Mr. Chair, I will clarify that the number of people—with rounding errors or depending on how it gets reported—gets a little confused. The number was decided in 2018 by the Department of National Defence living accommodation board, which is the authority for setting the requirement for the department.
The number—it was a range that was approved—was 17,000 to 19,000 RHUs across the country. We derive that number based on the principles that the chief of the defence staff issued for the justification of an operational requirement for the housing program for the CAF. When we presented the numbers, the 17,000 to 19,000 was quoted. You will start seeing 5.2k versus 7.2k as the range. That would have been because of what the portfolio was in 2018. The 17,000 minus what we had as a portfolio was the gap to be bridged.

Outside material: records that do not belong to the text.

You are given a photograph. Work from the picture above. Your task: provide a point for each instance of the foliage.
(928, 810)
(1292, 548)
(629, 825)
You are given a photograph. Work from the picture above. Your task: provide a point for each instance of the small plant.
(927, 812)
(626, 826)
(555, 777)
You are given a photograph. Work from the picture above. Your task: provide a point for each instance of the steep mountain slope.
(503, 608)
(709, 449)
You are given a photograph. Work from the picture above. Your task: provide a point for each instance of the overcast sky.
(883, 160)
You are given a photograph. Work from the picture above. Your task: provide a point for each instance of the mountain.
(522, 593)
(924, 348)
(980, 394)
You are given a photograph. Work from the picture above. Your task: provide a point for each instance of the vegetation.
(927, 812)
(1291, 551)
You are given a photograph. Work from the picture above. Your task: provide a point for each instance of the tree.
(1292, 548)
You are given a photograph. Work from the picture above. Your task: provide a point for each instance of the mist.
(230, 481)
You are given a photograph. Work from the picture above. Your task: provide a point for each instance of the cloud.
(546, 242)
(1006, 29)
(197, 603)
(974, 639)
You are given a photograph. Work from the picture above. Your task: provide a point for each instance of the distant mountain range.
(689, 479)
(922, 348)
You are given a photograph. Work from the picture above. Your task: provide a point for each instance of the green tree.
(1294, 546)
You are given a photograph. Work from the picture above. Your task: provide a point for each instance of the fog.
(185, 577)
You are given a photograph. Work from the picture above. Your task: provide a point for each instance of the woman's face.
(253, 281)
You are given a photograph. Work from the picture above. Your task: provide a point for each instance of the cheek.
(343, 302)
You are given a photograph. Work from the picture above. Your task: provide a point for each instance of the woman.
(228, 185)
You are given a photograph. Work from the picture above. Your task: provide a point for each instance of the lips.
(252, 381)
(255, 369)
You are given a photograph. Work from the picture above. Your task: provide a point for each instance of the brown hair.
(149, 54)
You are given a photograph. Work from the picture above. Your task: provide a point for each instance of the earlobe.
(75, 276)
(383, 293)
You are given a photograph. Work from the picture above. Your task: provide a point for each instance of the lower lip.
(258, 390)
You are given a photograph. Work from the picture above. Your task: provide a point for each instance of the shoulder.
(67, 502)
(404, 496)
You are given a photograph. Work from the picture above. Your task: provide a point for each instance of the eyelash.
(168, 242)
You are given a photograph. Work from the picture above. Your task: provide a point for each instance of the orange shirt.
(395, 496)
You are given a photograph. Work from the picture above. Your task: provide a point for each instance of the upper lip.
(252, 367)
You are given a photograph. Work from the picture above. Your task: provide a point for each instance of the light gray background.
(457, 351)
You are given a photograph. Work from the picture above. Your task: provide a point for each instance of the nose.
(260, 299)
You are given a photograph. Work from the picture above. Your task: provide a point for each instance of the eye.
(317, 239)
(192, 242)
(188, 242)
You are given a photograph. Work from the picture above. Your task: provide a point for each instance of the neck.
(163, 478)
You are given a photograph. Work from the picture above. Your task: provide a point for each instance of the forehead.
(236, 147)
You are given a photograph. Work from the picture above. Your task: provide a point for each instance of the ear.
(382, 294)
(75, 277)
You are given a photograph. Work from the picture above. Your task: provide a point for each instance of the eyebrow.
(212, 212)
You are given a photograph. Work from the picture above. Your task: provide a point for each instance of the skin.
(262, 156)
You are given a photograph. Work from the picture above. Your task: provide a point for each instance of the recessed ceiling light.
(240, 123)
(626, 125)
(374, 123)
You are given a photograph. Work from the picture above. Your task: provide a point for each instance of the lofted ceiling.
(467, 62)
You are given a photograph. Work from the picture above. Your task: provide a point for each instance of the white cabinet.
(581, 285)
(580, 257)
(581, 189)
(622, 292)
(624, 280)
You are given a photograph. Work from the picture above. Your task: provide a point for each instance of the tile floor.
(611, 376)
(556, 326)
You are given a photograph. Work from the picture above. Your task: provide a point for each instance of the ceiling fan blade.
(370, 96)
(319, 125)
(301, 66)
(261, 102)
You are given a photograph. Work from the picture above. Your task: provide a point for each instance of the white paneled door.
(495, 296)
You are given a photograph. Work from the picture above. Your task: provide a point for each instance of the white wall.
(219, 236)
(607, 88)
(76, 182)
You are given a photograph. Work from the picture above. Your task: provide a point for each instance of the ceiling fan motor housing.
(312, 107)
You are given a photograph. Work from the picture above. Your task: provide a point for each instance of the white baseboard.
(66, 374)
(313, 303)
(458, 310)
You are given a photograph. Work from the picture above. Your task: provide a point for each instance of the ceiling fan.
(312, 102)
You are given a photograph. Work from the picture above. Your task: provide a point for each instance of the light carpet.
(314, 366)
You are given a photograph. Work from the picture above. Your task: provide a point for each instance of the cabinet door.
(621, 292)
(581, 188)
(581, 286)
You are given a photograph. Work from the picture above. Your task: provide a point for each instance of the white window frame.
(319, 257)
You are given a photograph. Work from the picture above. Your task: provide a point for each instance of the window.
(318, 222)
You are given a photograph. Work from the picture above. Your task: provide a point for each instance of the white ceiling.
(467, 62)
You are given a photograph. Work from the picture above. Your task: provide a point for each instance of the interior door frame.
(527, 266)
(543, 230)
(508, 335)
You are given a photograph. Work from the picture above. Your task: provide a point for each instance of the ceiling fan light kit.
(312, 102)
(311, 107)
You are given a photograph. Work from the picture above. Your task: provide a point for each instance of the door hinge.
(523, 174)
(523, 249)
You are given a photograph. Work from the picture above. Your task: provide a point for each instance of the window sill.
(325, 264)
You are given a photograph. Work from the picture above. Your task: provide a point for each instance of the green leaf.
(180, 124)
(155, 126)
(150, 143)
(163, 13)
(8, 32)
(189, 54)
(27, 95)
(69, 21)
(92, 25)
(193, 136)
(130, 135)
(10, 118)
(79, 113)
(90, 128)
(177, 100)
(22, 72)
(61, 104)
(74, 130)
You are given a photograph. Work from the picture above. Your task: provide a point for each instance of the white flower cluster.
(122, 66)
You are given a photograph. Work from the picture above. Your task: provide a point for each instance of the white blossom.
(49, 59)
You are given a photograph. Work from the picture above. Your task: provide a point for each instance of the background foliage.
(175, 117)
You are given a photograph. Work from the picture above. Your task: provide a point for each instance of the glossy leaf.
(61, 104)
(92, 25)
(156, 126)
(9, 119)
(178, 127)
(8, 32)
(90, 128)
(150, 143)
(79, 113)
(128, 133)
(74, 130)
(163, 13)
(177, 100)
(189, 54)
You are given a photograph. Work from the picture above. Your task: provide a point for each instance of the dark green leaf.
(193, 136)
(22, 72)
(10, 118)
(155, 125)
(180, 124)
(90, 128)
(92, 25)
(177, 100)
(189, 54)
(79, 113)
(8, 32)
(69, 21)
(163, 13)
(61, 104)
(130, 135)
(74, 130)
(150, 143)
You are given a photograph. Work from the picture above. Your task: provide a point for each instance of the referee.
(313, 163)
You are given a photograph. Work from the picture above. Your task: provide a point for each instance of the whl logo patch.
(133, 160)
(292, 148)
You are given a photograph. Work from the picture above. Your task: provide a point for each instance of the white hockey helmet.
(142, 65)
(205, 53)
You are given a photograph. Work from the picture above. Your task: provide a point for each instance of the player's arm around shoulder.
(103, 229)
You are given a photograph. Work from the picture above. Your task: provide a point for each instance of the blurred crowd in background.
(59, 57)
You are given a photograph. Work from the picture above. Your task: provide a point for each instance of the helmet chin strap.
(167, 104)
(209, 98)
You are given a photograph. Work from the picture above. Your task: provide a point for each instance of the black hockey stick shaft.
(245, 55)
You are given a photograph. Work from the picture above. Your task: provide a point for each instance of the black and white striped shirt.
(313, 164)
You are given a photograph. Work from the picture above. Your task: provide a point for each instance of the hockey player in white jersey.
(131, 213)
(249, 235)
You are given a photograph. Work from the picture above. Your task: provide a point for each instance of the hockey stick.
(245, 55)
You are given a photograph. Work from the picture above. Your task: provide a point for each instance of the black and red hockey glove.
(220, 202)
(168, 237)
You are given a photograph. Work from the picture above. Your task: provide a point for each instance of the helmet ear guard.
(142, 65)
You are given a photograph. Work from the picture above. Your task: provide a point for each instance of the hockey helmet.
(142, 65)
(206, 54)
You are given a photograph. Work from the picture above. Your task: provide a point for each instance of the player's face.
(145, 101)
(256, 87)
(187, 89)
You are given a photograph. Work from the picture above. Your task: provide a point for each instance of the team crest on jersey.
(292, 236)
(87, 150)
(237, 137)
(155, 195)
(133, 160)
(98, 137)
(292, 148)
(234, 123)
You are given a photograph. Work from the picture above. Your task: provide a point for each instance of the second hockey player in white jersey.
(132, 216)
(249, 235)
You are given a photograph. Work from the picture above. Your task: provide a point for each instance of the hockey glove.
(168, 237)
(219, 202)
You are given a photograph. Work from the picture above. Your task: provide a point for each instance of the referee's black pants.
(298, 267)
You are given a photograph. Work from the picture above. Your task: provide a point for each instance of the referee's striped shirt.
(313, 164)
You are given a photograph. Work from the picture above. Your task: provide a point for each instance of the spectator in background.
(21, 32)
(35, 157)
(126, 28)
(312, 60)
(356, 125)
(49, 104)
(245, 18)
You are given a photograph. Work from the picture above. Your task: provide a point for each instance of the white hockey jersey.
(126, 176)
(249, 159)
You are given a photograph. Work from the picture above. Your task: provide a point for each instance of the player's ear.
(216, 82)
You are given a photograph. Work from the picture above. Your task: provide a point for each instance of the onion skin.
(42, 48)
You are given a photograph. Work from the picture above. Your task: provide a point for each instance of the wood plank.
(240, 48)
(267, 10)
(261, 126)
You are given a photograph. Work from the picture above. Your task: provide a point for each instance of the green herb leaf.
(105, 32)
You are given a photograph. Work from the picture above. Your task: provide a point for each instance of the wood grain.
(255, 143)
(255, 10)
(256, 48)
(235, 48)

There was always an intent—and it remains the intent—that once the living accommodation policy was finalized, which was one of the other findings in the Auditor General's report, we would revalidate the housing requirement. I will remind the committee that the numbers we came up with were prepandemic. The world has changed, and we appreciate that we will have to revalidate what that requirement means. We will be doing that.
The policy is expected to be finalized by the end of this fiscal year, by the end of March, at which point in time we will have 12 months, according to our remit to Parliament, to come up with a resource plan to bridge the gap, which means that we would have to redefine what that gap is.